Habiendo recibido el anuncio, el presidente Santos precisó que “por supuesto que yo valoro ese gesto, ni más faltaba que no lo hiciera, pero no lo considero suficiente”. ¿Qué es lo suficiente?, según sus declaraciones es “acelerar las negociaciones sobre los otros temas, especialmente el tema de la justicia”, del que explicó se ha avanzado en acordar la conformación plural de una comisión de la verdad; también señaló que ha sido difícil pero existen esperanzas en el campo de la reparación, y precisó que no hay avances sobre los mecanismos de justicia, aunque el doctor De la Calle explicó que han presentado varias opciones “con dignidad” para la guerrilla. También están pendientes los acuerdos sobre entrega de armas y fin del conflicto. En tres años de negociación, el Gobierno ha cedido terreno a las Farc ante la opinión pública, por el silencio impuesto a sus negociadores, y ha hecho fuertes concesiones en los acuerdos sobre Política agraria, Drogas ilícitas y Apertura política. Por eso es positiva la nueva estrategia asumida por el Gobierno, de permitir una mayor locuacidad al vocero del Gobierno y mostrar total determinación a la ahora de exigir lo que corresponde: mínimamente la restitución de sus derechos a las víctimas y la garantía de no repetición sobre ellas u otros colombianos. Sin embargo, existen riesgos de que el camino vuelva a cerrarse.

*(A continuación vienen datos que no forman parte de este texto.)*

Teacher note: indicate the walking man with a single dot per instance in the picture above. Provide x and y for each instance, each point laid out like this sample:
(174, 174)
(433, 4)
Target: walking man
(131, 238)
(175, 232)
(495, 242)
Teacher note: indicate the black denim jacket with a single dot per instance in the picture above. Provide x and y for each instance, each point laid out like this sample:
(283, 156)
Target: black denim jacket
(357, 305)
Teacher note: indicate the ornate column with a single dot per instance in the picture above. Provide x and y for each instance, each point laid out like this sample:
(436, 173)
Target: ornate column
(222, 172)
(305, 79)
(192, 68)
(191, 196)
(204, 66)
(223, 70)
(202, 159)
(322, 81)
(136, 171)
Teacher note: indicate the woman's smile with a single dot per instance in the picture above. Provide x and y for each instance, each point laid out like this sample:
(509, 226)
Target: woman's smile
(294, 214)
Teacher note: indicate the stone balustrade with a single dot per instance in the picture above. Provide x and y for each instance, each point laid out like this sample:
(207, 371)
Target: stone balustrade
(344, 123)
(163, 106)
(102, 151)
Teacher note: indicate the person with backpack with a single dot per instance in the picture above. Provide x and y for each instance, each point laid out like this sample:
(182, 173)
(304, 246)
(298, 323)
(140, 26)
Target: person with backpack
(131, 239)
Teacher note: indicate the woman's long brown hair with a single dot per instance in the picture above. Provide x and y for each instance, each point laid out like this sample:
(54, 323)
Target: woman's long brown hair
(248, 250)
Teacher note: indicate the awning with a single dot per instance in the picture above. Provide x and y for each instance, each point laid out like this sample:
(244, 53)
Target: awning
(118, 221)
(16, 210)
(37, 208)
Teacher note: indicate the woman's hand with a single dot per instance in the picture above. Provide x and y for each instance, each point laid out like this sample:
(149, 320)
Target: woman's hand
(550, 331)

El cese el fuego unilateral ha sido estrategia recurrente de las Farc en esta negociación, aunque aceptaron adelantarla en medio del conflicto. En diciembre de 2013 lo decretaron por el mes que corría entre el 15 de diciembre de ese año y el 15 de enero de 2014. Antes de que rigiera atentaron en la plaza de Inzá, Cauca, atentado que dejó nueve muertos. El 17 de diciembre del año pasado lo anunciaron a partir del 20 de diciembre y por tiempo indefinido, que duró hasta el 22 de mayo de este año, aunque lo habían roto dramáticamente el 15 de abril en el ataque a la estación de Policía de Buenos Aires, Cauca. Mientras se vanagloriaba y recibía aplausos por su tregua, ese grupo mantuvo su rentable participación en la economía criminal, el reclutamiento de NNA y siembras de minas antipersonal como la denunciada el martes en la tarde por comunidades indígenas de Urrao. Este proceso le permitió reagruparse y obtener las armas que han usado para perpetrar los 48 atentados terroristas que, según la Defensoría del Pueblo, cometieron desde el día del fin de su tregua parcial y unilateral hasta el mediodía de ayer, y los que todavía amenazan perpetrar. 

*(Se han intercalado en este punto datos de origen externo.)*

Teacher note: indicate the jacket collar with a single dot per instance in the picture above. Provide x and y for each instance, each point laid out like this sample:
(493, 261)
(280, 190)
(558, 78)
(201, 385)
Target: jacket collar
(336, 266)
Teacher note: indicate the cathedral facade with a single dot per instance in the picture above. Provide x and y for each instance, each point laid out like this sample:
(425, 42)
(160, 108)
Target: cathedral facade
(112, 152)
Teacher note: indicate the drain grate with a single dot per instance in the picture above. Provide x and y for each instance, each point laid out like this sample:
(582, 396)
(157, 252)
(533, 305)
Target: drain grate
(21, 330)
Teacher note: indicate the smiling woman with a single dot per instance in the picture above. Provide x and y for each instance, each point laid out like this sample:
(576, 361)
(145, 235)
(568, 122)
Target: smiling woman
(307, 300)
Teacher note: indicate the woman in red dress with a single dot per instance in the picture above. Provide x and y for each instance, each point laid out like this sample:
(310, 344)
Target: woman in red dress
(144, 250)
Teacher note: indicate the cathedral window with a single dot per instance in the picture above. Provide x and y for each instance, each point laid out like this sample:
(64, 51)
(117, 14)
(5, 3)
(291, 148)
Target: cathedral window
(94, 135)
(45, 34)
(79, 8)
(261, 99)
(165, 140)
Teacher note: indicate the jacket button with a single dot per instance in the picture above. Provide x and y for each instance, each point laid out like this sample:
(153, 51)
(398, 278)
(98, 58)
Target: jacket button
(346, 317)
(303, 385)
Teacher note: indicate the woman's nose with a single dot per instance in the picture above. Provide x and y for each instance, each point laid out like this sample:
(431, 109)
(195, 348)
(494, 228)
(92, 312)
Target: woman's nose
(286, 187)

Un riesgo, para nada despreciable, del camino que ahora vuelven a intentar es que, a falta del cese bilateral que el Gobierno les ha notificado es imposible de acordar en sus términos, las Farc empiecen a usar sus treguas parciales y unilaterales, y verificadas sólo por sus amigos del Frente amplio por la paz, como estrategia para alargar indefinidamente la mesa de conversaciones. ¿Difícil? Recuérdese que en ninguno de los procesos que en el pasado fracasaron ese grupo hizo alguna declaración diferente de las que ha realizado hasta ahora sobre su determinación de buscar una salida negociada al conflicto armado. ¿Posible? El Gobierno tiene en sus manos la posibilidad de cerrarles el paso manteniendo la exigencia de que accedan a negociar sobre derechos a las víctimas, en discusión hace un año; los mecanismos de fin del conflicto, que tiene negociación paralela desde el pasado mes de marzo, y el sistema de refrendación de los acuerdos, los tres puntos con futuro tan incierto como el fin del proceso de conversaciones.